Pellets which I never heard of, but I wanted to try smoking some cheese on Sunday with the Amazen tube.  I grabbed a bag

of Pellets as well as several types of cheese to smoke.  Cheddar, Swiss, Jalapeno Jack, Pepper Jack, Horseradish and a few

others.  I filled the tube within an inch of the top and fired it up with a propane torch.  Got it good and hot with red embers

and waited for the flame to dye out.  I placed it in the bottom of my MES 30 and loaded up the 2 top racks with cheese

cut into 1/2 LB Blocks. I'm not sure what the internal temp was during the smoke as I had never checked it, but it was

Mid 30's outside and I didn't use any additional heat other than the Amazen tube.  After 2 hrs I decided to pull the cheese

and it looked like it had done well as far as color, and it didn't melt, so I think it turned out ok.  All the cheese had an orange

coloring and after letting it rest at room temp for about 1 1/2 hrs it seemed to get firm on the outside. I have not tried

any of the cheese yet.  I vacuum sealed it and put it in the fridge for the recommended 2 weeks.  The only thing I'm worried

about is during the first 30 minutes of smoking I was getting a heavy white smoke which then slowed down, but still seemed

white rather than TBS.  When I checked the pellets they were black like charcoal, not grey like

my wood chips get.  This is the first time using pellets so I'm not sure what to expect after burning.  I started the smoke

with the vent open all the way, and decided to try closing it 1/2 way to slow down the dense white smoke, which seemed

to help, but I never really got that TBS that you look for.  I'm not sure if I did something wrong, and I hope I'm not going

to end up gagging on the cheese I just smoked.  I guess I'll have to wait 2 weeks to find out. :)


----------



## SmokinAl (Feb 14, 2017)

In a MES 30, you may find that the tube puts out too much smoke.
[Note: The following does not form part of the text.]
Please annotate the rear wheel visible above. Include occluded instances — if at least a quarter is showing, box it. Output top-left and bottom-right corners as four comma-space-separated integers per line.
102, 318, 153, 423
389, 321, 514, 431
The tray may be a better option for you.

Al


----------



## daveomak (Feb 14, 2017)

The pellets were black because of lack of oxygen...  You were making charcoal in an oxygen deprived atmosphere...
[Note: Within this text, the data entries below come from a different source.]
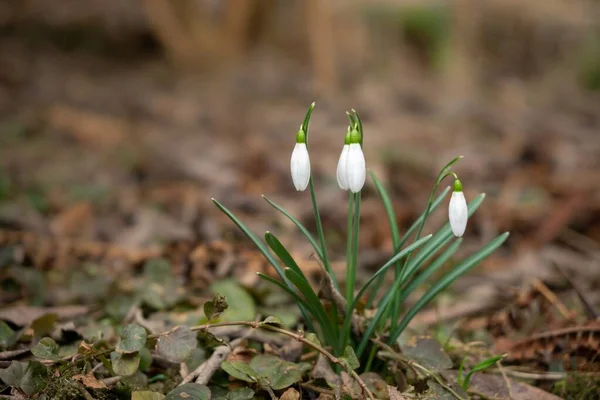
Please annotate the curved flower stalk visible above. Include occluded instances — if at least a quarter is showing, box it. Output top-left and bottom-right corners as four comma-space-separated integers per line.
290, 127, 310, 192
213, 103, 508, 371
336, 127, 351, 190
346, 129, 367, 193
448, 179, 468, 237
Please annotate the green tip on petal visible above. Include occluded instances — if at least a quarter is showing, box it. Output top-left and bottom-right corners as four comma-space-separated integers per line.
344, 126, 352, 144
296, 128, 306, 143
452, 179, 462, 192
349, 129, 360, 144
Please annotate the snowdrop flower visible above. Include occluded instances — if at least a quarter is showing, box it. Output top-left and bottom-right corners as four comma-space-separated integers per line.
290, 127, 310, 192
448, 179, 468, 237
337, 127, 350, 190
346, 129, 367, 193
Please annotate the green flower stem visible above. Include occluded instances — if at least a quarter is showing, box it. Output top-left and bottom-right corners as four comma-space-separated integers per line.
384, 156, 463, 326
346, 192, 361, 306
308, 176, 340, 290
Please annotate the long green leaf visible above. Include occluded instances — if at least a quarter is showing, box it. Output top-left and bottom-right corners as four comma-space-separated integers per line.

Exhaust wide open...   tube pulled out and rotated to the dump position and the chip pan pulled out and inch or 2...  all to increase air flow...


----------



## hillbillyrkstr (Feb 14, 2017)

running your mes at around 70-85 degrees also helps when smoking cheese. If I try to cold smoke cheese when it's freezing outside I get thick white smoke as well. the tube doesn't put off any real heat. 
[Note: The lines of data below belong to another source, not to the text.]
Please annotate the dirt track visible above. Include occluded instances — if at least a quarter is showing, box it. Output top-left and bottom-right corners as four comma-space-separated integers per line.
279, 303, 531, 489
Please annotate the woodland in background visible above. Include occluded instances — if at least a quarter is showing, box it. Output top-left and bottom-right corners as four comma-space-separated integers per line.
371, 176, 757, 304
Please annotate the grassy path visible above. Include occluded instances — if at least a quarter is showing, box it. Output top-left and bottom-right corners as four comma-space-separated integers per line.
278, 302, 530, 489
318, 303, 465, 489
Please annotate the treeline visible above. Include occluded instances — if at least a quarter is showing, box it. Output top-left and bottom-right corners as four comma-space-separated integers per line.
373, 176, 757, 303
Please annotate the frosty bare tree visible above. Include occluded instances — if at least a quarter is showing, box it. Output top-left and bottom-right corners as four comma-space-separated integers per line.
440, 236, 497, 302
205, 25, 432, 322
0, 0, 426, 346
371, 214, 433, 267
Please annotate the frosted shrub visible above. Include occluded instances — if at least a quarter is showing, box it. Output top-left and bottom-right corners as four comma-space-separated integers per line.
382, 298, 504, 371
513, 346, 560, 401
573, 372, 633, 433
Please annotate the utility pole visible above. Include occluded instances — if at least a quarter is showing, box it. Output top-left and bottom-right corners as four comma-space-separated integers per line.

Make sure your checking the internal temp of the smoker with a good thermo. The mes could say 80 and really be at 110. You'll come back to your cheese and have a mess if your temp is to high.


----------



## prowler53 (Feb 14, 2017)

Thanks for the tips!  I didn't do anything with the chip loader, and I did close my vent 1/2 way to try to solve the thick smoke.  I'll try those tips on my next smoke.  I need to get

a good thermometer to monitor the temp inside also.  Anyway...I decided to sample some cheese last night and it had a strong smoke taste.  Not like Hickory...reminded me

of a burning house...lol.   So I took another piece and trimmed off the outside edges and I got that good hickory flavor I was looking for.  I'll let it rest for the two weeks and try it

again.  If it still has that strong smoke taste I'm going to have to trim all the surface area off the cheese to make it edible for me.  I took some of the trimmed cheese to work today, and

the guys loved it.  At least I don't have to throw it away :)   I'm not going to give up on the tube just yet.  I'll try another batch in a few weeks using some of the tips you guys gave me.

If that don't work I guess I'll be ordering the tray.  Thanks again!


----------



## cmayna (Feb 14, 2017)

If using a AMNTS, I'd fill it only half full or less and then shake it horizontally so that it is only half full or less when laying down.


----------



## hillbillyrkstr (Feb 14, 2017)

Let the cheese age a few weeks it'll mellow out. I like to wait a month.


----------



## sauced (Feb 15, 2017)

hillbillyrkstr said:


> Let the cheese age a few weeks it'll mellow out. I like to wait a month.


Yes.....most important stage, the wait!! It will be worth it, the cheese will be incredible.


----------